Manual Start/End Splits

Automatic splitting at the start and end of an SMS Any% run would require entirely new image setups that don’t generalise to a large number of situations like shine-get does, so I deemed it not worth the effort to make these. It’s important to be mindful of the systematic offsets this causes in those (manual) split times vs the automated shine-get ones. Shine-get split signals trigger 2f after they appear on screen (with a typical USB3 capture card, since 2f is the latency of its preview). The start signal triggers 3f before it appears on screen (since 3f is the total input lag from the A-press that starts the run, which coincides with the start key input). The end signal triggers simultaneously with the screen (the end key is pressed anticipating the visual signal).
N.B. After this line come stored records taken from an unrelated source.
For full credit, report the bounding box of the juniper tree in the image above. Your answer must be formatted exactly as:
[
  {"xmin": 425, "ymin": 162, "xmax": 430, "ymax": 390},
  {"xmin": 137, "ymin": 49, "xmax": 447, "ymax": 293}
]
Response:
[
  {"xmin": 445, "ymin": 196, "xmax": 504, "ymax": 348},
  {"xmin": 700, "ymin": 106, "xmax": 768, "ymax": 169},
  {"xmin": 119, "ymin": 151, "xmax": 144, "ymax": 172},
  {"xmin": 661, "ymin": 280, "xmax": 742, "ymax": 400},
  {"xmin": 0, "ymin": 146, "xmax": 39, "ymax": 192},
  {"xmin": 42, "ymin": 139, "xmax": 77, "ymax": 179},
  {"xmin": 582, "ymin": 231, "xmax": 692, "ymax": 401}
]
Thus, Airstrip segments with this autosplitter are typically 5f too long, and Corona segments 2f too short; all others are unbiased.

“Instructions”

If you’ve come here interested in replicating my setup… you’ll give up but let me try to summarise what that’d entail :p. Ensure you have AutoSplit installed (I use v1.6.1 with the LiveSplit component provided in the readme).

Here’s the comparison image I use. You can use it for the mask (the pattern of opaque-vs-transparent pixels) if you are using Italian, but the actual colours have to come from your setup. Beware that I run SMS at 640×448 resolution whereas most use 660×448 – you can try adjusting the mask’s pixels manually or rely on AutoSplit’s automatic rescaling and hope it works.
Set up the standardised video feed.
Set up the frame-dump mod for AutoSplit and then follow the create sample instructions right below that to create at least one frame-dump of a shine-get animation from your setup, which you can apply the mask from my comparison image to as per create mask. This should yield a comparison image that you can try out right away (I use threshold 0.96).
To create a reliable comparison image, you would test candidates by following the rest of the instructions in that section - creating a full sample of 43 frame-dumps by doing an Any% run, then sorting thru and identifying the shine-get frame in each one, then testing candidates against the sample via the script provided. To understand what you’re doing better, like the patterns in the numbers and fiddling with the mask itself, read the Findings section as well.